My daughter needs me champion-style now. We do a lot of hard work together, things that wear her out and make her cry. She needs help learning how to sit up, how to hold weight on her feet, how to pull her head up big and strong. She's done a lot of fighting so far, but I have to keep rooting her on because the battle is not yet won. I have to cheer her (with my face and hands since she can't hear my "good job, baby!" though I say it anyway... I can't not). I have to make her do hard things -- press those feet flat, pull that chin up, stretch those arms out, lock them, you can crawl. I have to push her, keep going even when she cries because when she cries? Where it hurts? That's what needs the most work. That's what we have to do the most.

It's hard for both of us. It's hard for her, physically. We work her muscles and I can see her strain. She can do it a few times and then she starts to get tired and she bobbles and wobbles, fighting to hold her place but eventually losing it, dropping or drooping or letting go. I give her a rest and then we go again, back to it because she has to get stronger, she has to keep going, she has to keep pushing. It's hard for me, mentally and emotionally. It's hard to see her struggle and push her harder instead of rescuing her. It's hard to remember why we're doing these stupid exercises one more stinking time when they don't seem to help. It's hard to make myself want it when she couldn't seem to care less. She's stubborn and reluctant. I push hard, but she pushes back, resists. Luckily for her, I tell her, I have many more years of practice at this stubborn thing and there's no way she'll win that battle. ;)

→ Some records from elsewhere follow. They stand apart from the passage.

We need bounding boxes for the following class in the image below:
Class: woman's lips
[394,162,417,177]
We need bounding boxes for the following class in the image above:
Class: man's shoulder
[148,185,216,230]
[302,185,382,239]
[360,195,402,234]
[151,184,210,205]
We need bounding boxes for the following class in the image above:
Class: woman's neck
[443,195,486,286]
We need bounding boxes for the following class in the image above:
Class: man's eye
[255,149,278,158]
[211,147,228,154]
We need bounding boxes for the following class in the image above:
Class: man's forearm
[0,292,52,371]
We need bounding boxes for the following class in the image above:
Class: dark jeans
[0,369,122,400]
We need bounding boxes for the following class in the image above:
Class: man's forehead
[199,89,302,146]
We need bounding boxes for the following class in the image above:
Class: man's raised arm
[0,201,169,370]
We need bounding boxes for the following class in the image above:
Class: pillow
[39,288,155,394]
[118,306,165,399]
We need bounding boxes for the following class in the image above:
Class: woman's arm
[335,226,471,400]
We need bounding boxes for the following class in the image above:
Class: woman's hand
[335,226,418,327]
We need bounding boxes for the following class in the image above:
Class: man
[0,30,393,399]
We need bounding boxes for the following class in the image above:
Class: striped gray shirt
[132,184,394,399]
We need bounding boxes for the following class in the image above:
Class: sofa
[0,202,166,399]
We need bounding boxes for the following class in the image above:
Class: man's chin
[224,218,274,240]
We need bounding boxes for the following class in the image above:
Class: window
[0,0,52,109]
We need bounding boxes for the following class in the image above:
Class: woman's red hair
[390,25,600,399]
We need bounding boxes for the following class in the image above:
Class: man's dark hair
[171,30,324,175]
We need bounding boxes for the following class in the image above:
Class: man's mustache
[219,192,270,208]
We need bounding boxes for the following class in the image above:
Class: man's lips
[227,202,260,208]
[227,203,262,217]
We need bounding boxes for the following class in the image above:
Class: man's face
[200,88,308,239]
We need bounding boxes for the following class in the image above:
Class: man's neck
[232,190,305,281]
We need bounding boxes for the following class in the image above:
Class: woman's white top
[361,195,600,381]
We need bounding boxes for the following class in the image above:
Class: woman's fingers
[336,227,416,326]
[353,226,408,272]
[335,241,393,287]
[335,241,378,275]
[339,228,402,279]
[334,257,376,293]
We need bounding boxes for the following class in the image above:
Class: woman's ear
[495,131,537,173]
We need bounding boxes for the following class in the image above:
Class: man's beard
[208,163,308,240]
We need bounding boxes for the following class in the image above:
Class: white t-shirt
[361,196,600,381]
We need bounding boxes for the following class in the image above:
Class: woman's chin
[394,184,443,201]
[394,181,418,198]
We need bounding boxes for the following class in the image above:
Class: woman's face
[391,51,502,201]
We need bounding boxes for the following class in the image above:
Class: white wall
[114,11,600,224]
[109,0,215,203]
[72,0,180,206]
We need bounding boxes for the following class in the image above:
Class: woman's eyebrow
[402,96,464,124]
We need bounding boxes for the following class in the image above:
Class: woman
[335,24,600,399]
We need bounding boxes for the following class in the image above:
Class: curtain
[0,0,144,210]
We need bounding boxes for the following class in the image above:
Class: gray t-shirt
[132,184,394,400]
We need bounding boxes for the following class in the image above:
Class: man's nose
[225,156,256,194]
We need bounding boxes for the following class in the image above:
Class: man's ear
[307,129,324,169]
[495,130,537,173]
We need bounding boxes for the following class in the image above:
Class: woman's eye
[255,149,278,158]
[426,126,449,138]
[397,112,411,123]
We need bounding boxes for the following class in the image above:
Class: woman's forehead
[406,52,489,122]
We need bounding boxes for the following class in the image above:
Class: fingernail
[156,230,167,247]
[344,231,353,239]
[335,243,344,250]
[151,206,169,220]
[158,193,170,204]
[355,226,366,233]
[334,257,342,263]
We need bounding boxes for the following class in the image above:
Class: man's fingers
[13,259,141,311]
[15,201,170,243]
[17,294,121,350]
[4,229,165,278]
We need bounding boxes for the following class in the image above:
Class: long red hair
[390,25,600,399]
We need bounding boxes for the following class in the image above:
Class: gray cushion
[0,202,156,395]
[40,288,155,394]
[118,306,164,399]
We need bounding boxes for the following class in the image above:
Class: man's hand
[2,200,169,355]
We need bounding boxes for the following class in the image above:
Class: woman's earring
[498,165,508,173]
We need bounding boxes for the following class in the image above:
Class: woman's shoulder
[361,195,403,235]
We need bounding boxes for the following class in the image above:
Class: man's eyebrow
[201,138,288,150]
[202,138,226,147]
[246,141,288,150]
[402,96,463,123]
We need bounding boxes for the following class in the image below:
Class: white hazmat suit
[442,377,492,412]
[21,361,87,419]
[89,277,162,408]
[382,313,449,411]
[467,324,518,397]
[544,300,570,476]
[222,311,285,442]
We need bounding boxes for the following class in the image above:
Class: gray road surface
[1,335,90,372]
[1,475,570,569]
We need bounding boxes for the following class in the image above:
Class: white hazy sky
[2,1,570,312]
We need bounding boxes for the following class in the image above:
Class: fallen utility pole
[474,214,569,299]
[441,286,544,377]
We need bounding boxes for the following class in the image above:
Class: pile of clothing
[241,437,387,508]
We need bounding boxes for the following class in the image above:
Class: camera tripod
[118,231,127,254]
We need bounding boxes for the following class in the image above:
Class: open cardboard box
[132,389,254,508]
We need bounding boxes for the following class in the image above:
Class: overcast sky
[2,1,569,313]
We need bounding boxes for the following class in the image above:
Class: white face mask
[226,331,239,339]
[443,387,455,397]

But most of all, I have to remind myself that she's worth it. I can lose sight of that in the mundanity, the difficulty, but it's the core of all this. She's worth the ringing in my ears from her loud protests. (Seriously, she's so loud, it physically hurts me.) She's worth the scratches all over my face because I'm what keeps her interested, motivated, distracted. She's worth the mind-numbing boringness of spending hours of my life pressing her feet onto the floor, tiny, cold, protesting feet that just want to flick back up and float in the air. She's worth all the books I could have read in that time and life-changing movies or TV shows I could have filled my brain with and compelling blog posts I missed out on reading because I was busy circling her with my arms to catch her when she tips from her sit.

She's a tiny little soul, sent to grow inside me, right next to my heart. And she doesn't live in there any more, but she's still inside me, right next to my heart, right there as a piece of it. And what I have to remember most is that while she was sent to me, she was sent... to me. As she is a gift to me, I am a gift to her. And we are meant to fight together. She is my tiny boxer in the ring and I am her cornerman (cornermom?). I'm the one cheering for her, telling her what to watch for, what to do next. I'm the one wiping off her blood and icing her bruises and giving her water. And I'm the one sending her back out there, confident, because I've got her back. This is her and this is me and this is what we do, together. And while I've not a clue what kind of prize comes with this fight (is there a belt for becoming a grown up?), I have a distinct feeling that we're going to win.

1 comment:

  1. i SO get this and you are doing SUCH a good job! she needs you to fight for her, and it is in her best interest. isn't that what motherhood is? the constant giving of yourself, dying to yourself for another. sanctifying experiences every day. and the best part of all? God is rooting for the both of you. love you!